Bislang gibt es keine spezielle „Anti-Rombertik“-Software. Die Frage ist auch, ob dies angesichts des Harakiri-Verhaltes dieser Malware wirklich sinnvoll ist, denn es ist ja neunmal traurige Wahrheit, dass die überwiegende Zahl der PC-Nutzer nicht über ein Backup wenigstens der wichtigsten Daten verfügt. Im Falle von Rombertik ist Prävention daher die sicherste Maßnahme, bis es z. B. über eine Live-CD und damit einen von der Festplatte unabhängigen PC-Start möglich ist, Rombertik zu entfernen. Aktuell sind diese Maßnahmen wichtig:

  • Der Infektionsweg per E-Mail macht es erforderlich, dass Sie alle neuen Nachrichten extrem skeptisch prüfen. Ob der Absender nun angeblich Microsoft, DHL, PayPal, eBay oder Ihre Krankenversicherung ist, gehen Sie davon aus, dass es sich nahezu immer um einen Betrugsversuch handelt. Maßnahme: Sofortiges Löschen der Mail.
  • Haben Sie zur Kontrolle eine Mail geöffnet und stoßen auf Rechtschreibfehler, eine ungewöhnliche grafische Darstellung oder gar einen unerwarteten Anhang, ist höchste Alarmstufe. Rombertik tarnt sich derzeit als angeblicher Anhang im PDF-Dokumentenformat, dies ist jedoch sicher nur ein erster Türöffner-Versuch. Löschen Sie die Mails sofort, insbesondere, öffnen Sie keinen Link.

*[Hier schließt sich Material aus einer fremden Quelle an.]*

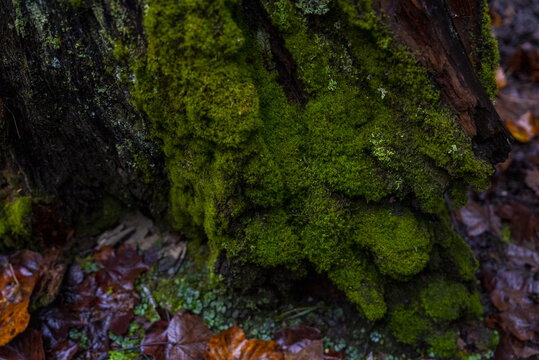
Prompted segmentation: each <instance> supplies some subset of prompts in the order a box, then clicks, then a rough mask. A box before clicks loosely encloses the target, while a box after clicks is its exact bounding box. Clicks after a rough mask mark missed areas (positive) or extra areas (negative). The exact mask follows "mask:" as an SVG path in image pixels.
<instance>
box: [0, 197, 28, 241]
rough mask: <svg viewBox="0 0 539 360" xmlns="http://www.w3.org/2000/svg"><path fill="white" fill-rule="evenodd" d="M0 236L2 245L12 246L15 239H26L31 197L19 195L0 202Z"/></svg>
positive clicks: (27, 229) (27, 235)
mask: <svg viewBox="0 0 539 360" xmlns="http://www.w3.org/2000/svg"><path fill="white" fill-rule="evenodd" d="M0 207H1V208H2V212H1V213H0V238H2V240H3V241H2V244H1V245H2V247H4V246H7V247H12V246H14V245H15V243H16V241H17V239H27V238H28V237H29V236H30V232H31V228H30V220H31V216H32V199H31V197H29V196H19V197H16V198H13V199H11V200H5V201H4V202H3V203H0Z"/></svg>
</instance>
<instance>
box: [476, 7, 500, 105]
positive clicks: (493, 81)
mask: <svg viewBox="0 0 539 360" xmlns="http://www.w3.org/2000/svg"><path fill="white" fill-rule="evenodd" d="M479 61H480V70H479V79H480V80H481V83H482V84H483V87H484V88H485V90H486V91H487V94H488V95H489V97H490V99H491V100H494V99H495V98H496V91H497V87H496V80H495V79H496V78H495V72H496V69H497V68H498V66H499V63H500V53H499V52H498V42H497V41H496V39H495V38H494V37H493V36H492V26H491V21H490V14H489V12H488V4H487V1H486V0H484V1H483V3H482V13H481V38H480V39H479Z"/></svg>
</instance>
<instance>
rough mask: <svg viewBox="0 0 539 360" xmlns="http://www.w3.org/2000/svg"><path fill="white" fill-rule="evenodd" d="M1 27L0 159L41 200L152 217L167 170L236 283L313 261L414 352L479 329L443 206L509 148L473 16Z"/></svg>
mask: <svg viewBox="0 0 539 360" xmlns="http://www.w3.org/2000/svg"><path fill="white" fill-rule="evenodd" d="M0 11H1V13H2V16H3V17H4V18H5V19H8V20H7V21H4V22H3V23H2V25H1V26H2V28H1V31H0V35H2V37H1V38H0V45H1V46H2V48H3V49H4V50H3V51H4V54H3V56H2V59H1V62H0V84H2V85H3V86H2V91H3V92H2V93H0V97H2V98H3V101H4V104H5V106H6V107H7V108H8V109H10V111H9V113H11V115H9V116H8V115H7V112H6V111H4V112H3V116H2V129H3V131H4V133H5V134H10V136H4V138H3V141H2V145H3V147H4V149H5V152H4V153H9V154H11V155H10V156H6V158H5V161H6V162H16V163H17V164H18V165H20V167H21V168H22V169H23V170H24V172H25V173H26V174H27V177H28V185H29V187H30V188H31V189H32V190H34V191H38V192H39V191H42V192H45V193H49V194H52V195H54V196H55V197H56V198H57V199H59V200H60V201H62V202H63V203H65V204H66V206H67V208H68V209H71V210H73V209H74V204H75V203H76V204H77V206H81V208H82V209H84V210H86V209H87V208H88V207H89V205H90V204H88V202H91V199H100V198H102V196H103V194H104V193H105V192H106V193H107V194H109V195H112V196H114V197H116V198H118V199H121V200H122V201H123V202H125V203H127V204H135V205H137V206H143V207H150V205H152V206H154V208H159V206H156V203H159V202H160V201H161V202H162V200H158V199H160V197H159V194H163V191H162V189H165V187H163V186H156V183H157V182H158V180H157V179H161V178H162V176H161V175H160V174H162V173H163V172H166V176H167V178H168V181H169V183H170V189H169V191H168V190H166V192H167V193H168V201H167V203H168V204H169V205H170V214H171V223H172V224H173V226H175V227H176V228H177V229H178V230H181V231H184V232H186V233H187V234H190V235H191V236H200V235H201V234H204V236H206V237H207V239H208V241H209V243H210V246H211V247H212V248H213V249H214V250H215V251H214V252H215V254H217V253H219V252H222V253H223V252H224V253H226V256H227V258H228V259H229V260H228V261H229V262H230V263H233V264H235V265H234V266H240V267H241V264H245V263H255V264H257V265H259V266H262V267H276V266H280V267H285V268H288V269H290V270H292V271H295V272H297V273H301V272H302V271H304V270H303V269H304V268H305V265H306V264H311V265H313V266H314V267H315V268H316V270H317V271H319V272H321V273H326V274H327V275H328V276H329V278H330V279H332V281H333V282H334V283H335V284H336V285H337V286H338V287H339V288H341V289H342V290H344V291H345V292H346V294H347V296H348V298H349V299H350V301H352V302H353V303H355V304H357V305H358V309H359V310H360V312H361V313H362V314H363V315H364V316H365V317H366V318H368V319H371V320H375V319H381V318H383V317H386V318H387V319H389V320H390V321H389V323H390V324H391V327H392V329H393V331H394V334H395V335H396V337H397V339H399V340H400V341H402V342H405V343H415V342H417V341H419V340H422V339H426V340H427V341H430V342H431V343H433V344H434V343H435V342H434V340H433V339H432V329H436V331H438V332H441V333H440V334H446V333H444V331H447V330H448V329H449V324H450V323H451V322H452V321H453V320H455V319H458V318H460V317H462V316H471V317H473V316H479V315H480V313H481V305H480V303H479V298H478V293H477V292H476V290H475V286H474V281H473V280H474V275H473V272H474V270H475V268H476V263H475V260H474V258H473V255H472V253H471V252H470V250H469V248H468V247H467V245H466V244H465V243H464V241H463V240H462V239H461V238H460V237H458V236H457V235H456V234H455V233H454V232H453V230H452V229H451V225H450V221H449V216H448V206H459V205H462V204H463V203H464V202H465V199H466V191H467V187H468V185H470V184H471V185H473V186H475V187H476V188H478V189H481V188H485V187H486V186H487V185H488V176H489V175H490V174H491V172H492V164H493V163H495V162H498V161H502V160H504V158H505V156H506V154H507V152H508V151H509V142H508V139H509V137H510V136H509V135H508V133H507V131H506V130H505V128H504V126H503V125H502V123H501V122H500V120H499V118H498V116H497V114H496V112H495V111H494V109H493V107H492V104H491V99H492V98H493V96H494V95H495V84H494V78H493V71H494V69H495V67H496V66H497V50H496V44H495V42H494V41H493V39H492V38H491V36H490V32H489V31H490V30H489V29H490V23H489V18H488V14H487V8H486V4H485V3H484V2H483V1H481V0H468V1H457V0H430V1H427V0H419V1H412V0H410V1H404V0H403V1H396V0H372V1H371V0H298V1H290V0H278V1H269V0H243V1H239V0H230V1H225V0H216V1H203V0H189V1H188V0H149V1H148V2H147V3H144V4H142V3H137V2H134V1H128V2H118V1H115V0H106V1H90V0H89V1H88V2H86V1H82V2H81V1H71V2H62V1H60V2H53V1H42V2H34V1H32V0H20V1H16V2H11V0H0ZM81 66H82V69H83V70H80V69H79V68H80V67H81ZM4 84H5V86H4ZM48 89H50V90H48ZM58 89H60V90H61V93H60V90H58ZM56 132H58V134H56ZM22 139H26V140H25V141H27V142H28V143H27V144H25V145H24V146H23V145H22ZM59 147H61V151H62V152H63V151H68V152H75V153H76V155H75V154H72V155H71V154H70V155H67V156H66V157H64V156H58V151H59V150H58V149H59ZM89 154H90V155H89ZM161 159H163V161H164V165H163V164H162V163H161V162H160V161H161ZM116 173H119V174H120V176H117V175H115V174H116ZM72 174H75V175H76V176H75V177H74V178H73V179H71V178H70V176H71V175H72ZM68 179H71V180H68ZM159 181H162V180H159ZM161 184H162V182H161ZM81 197H82V198H83V199H85V201H86V203H82V204H81V202H80V201H78V202H77V201H75V200H74V198H78V199H80V198H81ZM161 205H162V204H161ZM74 217H75V218H76V217H77V216H74ZM434 298H436V301H435V302H433V299H434ZM446 310H447V311H446ZM410 324H416V325H417V326H410ZM429 334H430V335H431V338H430V340H429ZM447 334H449V335H447V336H446V335H443V336H445V337H447V338H450V337H451V335H450V333H447ZM443 336H442V337H439V338H438V339H440V338H444V337H443ZM436 341H438V342H439V340H436ZM445 345H446V344H445Z"/></svg>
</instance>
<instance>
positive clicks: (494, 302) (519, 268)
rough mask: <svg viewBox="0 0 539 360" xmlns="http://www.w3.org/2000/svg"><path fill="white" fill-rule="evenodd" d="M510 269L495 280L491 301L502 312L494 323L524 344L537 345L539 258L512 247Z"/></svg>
mask: <svg viewBox="0 0 539 360" xmlns="http://www.w3.org/2000/svg"><path fill="white" fill-rule="evenodd" d="M506 255H507V258H508V261H507V264H506V266H504V267H503V268H501V269H500V270H499V271H498V273H497V274H496V276H495V277H494V278H493V279H492V280H491V287H492V288H493V290H492V292H491V293H490V297H491V300H492V303H493V304H494V306H495V307H496V308H497V309H498V310H499V311H500V313H499V314H496V315H495V317H494V319H493V320H494V322H495V323H496V324H497V325H499V326H500V327H501V328H502V329H504V330H505V331H507V332H508V333H511V334H512V335H513V336H514V337H515V338H516V339H518V340H520V341H528V340H532V341H537V340H538V337H537V329H538V328H539V307H538V306H537V299H539V281H538V280H536V279H535V276H536V274H537V269H538V268H539V254H537V253H536V252H534V251H531V250H529V249H525V248H523V247H520V246H517V245H515V244H510V245H509V246H508V248H507V250H506Z"/></svg>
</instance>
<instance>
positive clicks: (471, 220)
mask: <svg viewBox="0 0 539 360" xmlns="http://www.w3.org/2000/svg"><path fill="white" fill-rule="evenodd" d="M485 207H486V208H485ZM485 207H483V206H481V205H480V204H478V203H477V202H475V201H474V200H473V199H469V200H468V203H467V204H466V205H465V206H464V207H462V208H461V209H459V210H458V211H457V212H456V214H457V218H458V219H459V221H460V222H461V223H463V224H465V225H466V229H467V231H468V235H470V236H478V235H481V234H482V233H484V232H485V231H487V230H490V231H491V232H493V233H494V234H497V233H499V232H500V226H501V223H500V219H499V218H498V217H497V216H496V215H495V214H494V213H493V212H492V211H491V210H490V207H489V206H488V205H485Z"/></svg>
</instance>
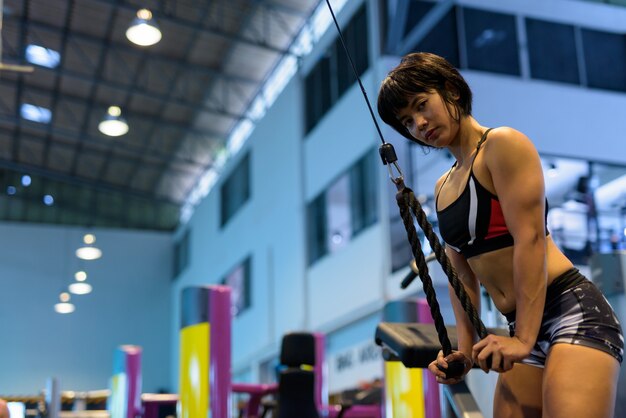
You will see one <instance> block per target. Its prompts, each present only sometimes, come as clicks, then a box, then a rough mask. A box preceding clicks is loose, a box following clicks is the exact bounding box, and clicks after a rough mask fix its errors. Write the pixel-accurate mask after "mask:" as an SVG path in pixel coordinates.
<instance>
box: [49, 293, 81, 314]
mask: <svg viewBox="0 0 626 418" xmlns="http://www.w3.org/2000/svg"><path fill="white" fill-rule="evenodd" d="M59 300H60V302H59V303H57V304H55V305H54V310H55V311H56V312H57V313H60V314H68V313H72V312H74V310H75V309H76V307H75V306H74V304H72V303H70V294H69V293H67V292H63V293H61V294H60V295H59Z"/></svg>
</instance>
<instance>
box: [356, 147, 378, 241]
mask: <svg viewBox="0 0 626 418" xmlns="http://www.w3.org/2000/svg"><path fill="white" fill-rule="evenodd" d="M375 156H376V155H375V154H374V153H373V152H368V153H367V154H366V155H365V156H364V157H363V158H361V160H359V162H358V163H357V164H355V165H354V167H352V169H351V170H350V192H351V195H352V199H351V203H352V230H353V234H355V235H356V234H358V233H359V232H360V231H362V230H363V229H365V228H367V227H368V226H370V225H372V224H374V223H375V222H376V221H377V220H378V211H377V207H378V201H377V196H378V193H377V185H378V181H377V176H376V173H377V167H376V166H375V165H374V157H375Z"/></svg>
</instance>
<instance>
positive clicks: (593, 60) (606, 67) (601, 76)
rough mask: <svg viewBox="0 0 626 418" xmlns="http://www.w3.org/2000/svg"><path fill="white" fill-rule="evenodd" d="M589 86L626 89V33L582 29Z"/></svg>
mask: <svg viewBox="0 0 626 418" xmlns="http://www.w3.org/2000/svg"><path fill="white" fill-rule="evenodd" d="M581 33H582V39H583V51H584V56H585V67H586V68H587V84H588V85H589V87H598V88H602V89H610V90H619V91H626V43H625V42H624V35H622V34H617V33H609V32H601V31H596V30H591V29H582V30H581Z"/></svg>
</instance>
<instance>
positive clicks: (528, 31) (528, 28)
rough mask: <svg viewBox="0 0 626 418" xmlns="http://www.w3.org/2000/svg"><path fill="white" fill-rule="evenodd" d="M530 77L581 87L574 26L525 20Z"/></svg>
mask: <svg viewBox="0 0 626 418" xmlns="http://www.w3.org/2000/svg"><path fill="white" fill-rule="evenodd" d="M526 34H527V38H528V55H529V59H530V73H531V77H533V78H538V79H541V80H551V81H562V82H565V83H572V84H579V83H580V78H579V75H578V61H577V57H576V40H575V36H574V35H575V34H574V27H573V26H571V25H563V24H559V23H551V22H545V21H542V20H536V19H528V18H527V19H526Z"/></svg>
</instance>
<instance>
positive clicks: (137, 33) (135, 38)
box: [126, 9, 162, 46]
mask: <svg viewBox="0 0 626 418" xmlns="http://www.w3.org/2000/svg"><path fill="white" fill-rule="evenodd" d="M161 36H162V35H161V30H160V29H159V27H158V26H157V24H156V23H154V20H152V12H151V11H150V10H148V9H140V10H139V11H137V17H135V19H133V21H132V23H131V24H130V27H129V28H128V30H126V37H127V38H128V40H129V41H131V42H132V43H134V44H136V45H139V46H150V45H154V44H156V43H157V42H159V41H160V40H161Z"/></svg>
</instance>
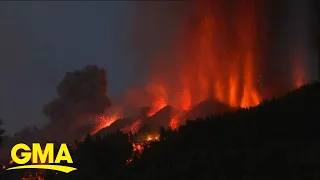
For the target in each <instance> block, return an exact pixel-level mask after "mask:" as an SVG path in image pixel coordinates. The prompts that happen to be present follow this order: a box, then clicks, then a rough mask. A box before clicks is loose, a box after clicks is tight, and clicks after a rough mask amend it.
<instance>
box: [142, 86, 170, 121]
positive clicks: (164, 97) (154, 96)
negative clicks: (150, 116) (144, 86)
mask: <svg viewBox="0 0 320 180" xmlns="http://www.w3.org/2000/svg"><path fill="white" fill-rule="evenodd" d="M147 92H148V93H149V94H151V95H153V98H154V99H153V101H152V105H151V109H150V111H149V112H148V117H150V116H152V115H154V114H155V113H156V112H158V111H159V110H160V109H162V108H164V107H165V106H166V105H167V104H168V96H167V92H166V89H165V88H164V86H163V85H161V84H155V83H149V84H148V85H147Z"/></svg>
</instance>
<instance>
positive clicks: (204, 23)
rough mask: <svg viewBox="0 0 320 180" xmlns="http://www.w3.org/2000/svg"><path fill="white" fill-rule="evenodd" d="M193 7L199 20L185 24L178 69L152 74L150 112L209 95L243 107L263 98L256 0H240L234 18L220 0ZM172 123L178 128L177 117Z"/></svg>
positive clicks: (195, 104)
mask: <svg viewBox="0 0 320 180" xmlns="http://www.w3.org/2000/svg"><path fill="white" fill-rule="evenodd" d="M194 7H195V9H194V11H193V16H191V17H193V18H194V19H195V20H194V21H195V23H192V24H186V25H185V27H184V28H182V29H183V30H182V32H181V34H182V36H183V37H184V38H180V39H179V41H181V42H178V44H179V45H180V46H178V48H177V49H176V50H173V51H176V52H177V53H176V56H175V59H178V61H179V63H178V65H177V66H176V67H175V68H174V71H173V72H164V71H161V72H159V71H157V70H155V71H154V73H153V74H152V75H151V78H150V83H149V84H148V86H147V91H148V92H149V93H151V94H152V95H154V96H155V97H153V99H154V101H152V102H153V103H152V107H151V109H152V110H151V112H150V114H149V116H151V115H153V114H154V113H155V112H157V111H158V110H159V109H161V108H163V107H164V106H166V105H167V104H170V105H173V106H174V107H176V108H178V109H180V110H185V111H187V110H189V109H190V108H192V107H193V106H194V105H196V104H198V103H199V102H201V101H204V100H206V99H209V98H213V99H216V100H218V101H221V102H223V103H225V104H228V105H230V106H232V107H243V108H246V107H250V106H256V105H258V104H259V103H260V101H261V95H260V93H259V90H258V74H257V71H258V68H259V66H258V64H257V63H256V62H257V61H256V58H257V56H256V44H257V38H256V34H257V32H256V31H257V28H256V12H255V11H256V9H255V5H254V0H248V1H238V2H236V6H235V7H236V10H234V11H235V12H234V14H233V16H232V17H230V15H229V14H228V13H229V12H225V11H223V2H222V1H221V0H212V1H210V0H204V1H195V2H194ZM188 18H190V17H188ZM230 27H232V29H231V28H230ZM162 74H170V75H171V76H170V78H169V79H168V78H165V77H164V76H162ZM153 76H154V77H155V78H153ZM161 77H163V78H161ZM155 79H156V81H154V80H155ZM170 126H171V128H173V129H175V128H177V127H178V126H179V120H178V118H177V117H173V118H172V120H171V123H170Z"/></svg>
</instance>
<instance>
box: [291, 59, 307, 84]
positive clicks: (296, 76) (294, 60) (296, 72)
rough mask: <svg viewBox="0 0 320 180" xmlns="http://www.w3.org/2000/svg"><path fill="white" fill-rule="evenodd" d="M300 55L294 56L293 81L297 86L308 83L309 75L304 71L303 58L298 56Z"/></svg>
mask: <svg viewBox="0 0 320 180" xmlns="http://www.w3.org/2000/svg"><path fill="white" fill-rule="evenodd" d="M298 57H299V56H295V57H294V64H293V65H294V67H293V70H294V76H293V82H294V87H295V88H300V87H301V86H302V85H304V84H306V83H307V76H306V74H305V72H304V69H305V68H304V66H305V64H303V62H302V60H301V59H300V58H298Z"/></svg>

  • Sofern der Rechner nicht mit einem Anti-Viren-Programm geschützt ist, sollten Sie dies nun unbedingt nachholen. Ansonsten sollten Sie prüfen, ob Ihr eingesetztes Anti-Malware-Programm aktuell ist. Zur Sicherheit sei an dieser Stelle grundsätzlich angemerkt: Ein kostenloses AV-Programm ist besser als keines, aber hochwertigen Schutz bieten Ihnen nur die kommerziellen Vollversionen.
  • Wenn Sie Verdachtsmomente hegen, dass Rombertik auf Ihrem Rechner aktiv sein könnte, gibt es eine Möglichkeit, dies zu prüfen. Führen Sie die Tastenkombination [Strg] [Alt] [Entf] aus und öffnen den Windows Task-Manager. Dort kontrollieren Sie im Register „Prozesse“, ob sich dort ein Prozess namens „yfoye.exe“ findet. Ist dies der Fall, führen Sie sofort eine Datensicherung der ungesicherten Daten durch und nutzen keine Dienste mehr, bei denen Sie Passwörter etc. eingeben müssen. Wenden Sie sich im Zweifelsfall an einen Fachmann, ehe Rombertik Ihrer Windows-Installation bzw. dem Zugriff auf Festplatte bzw. Festplattenpartition C: den Garaus macht.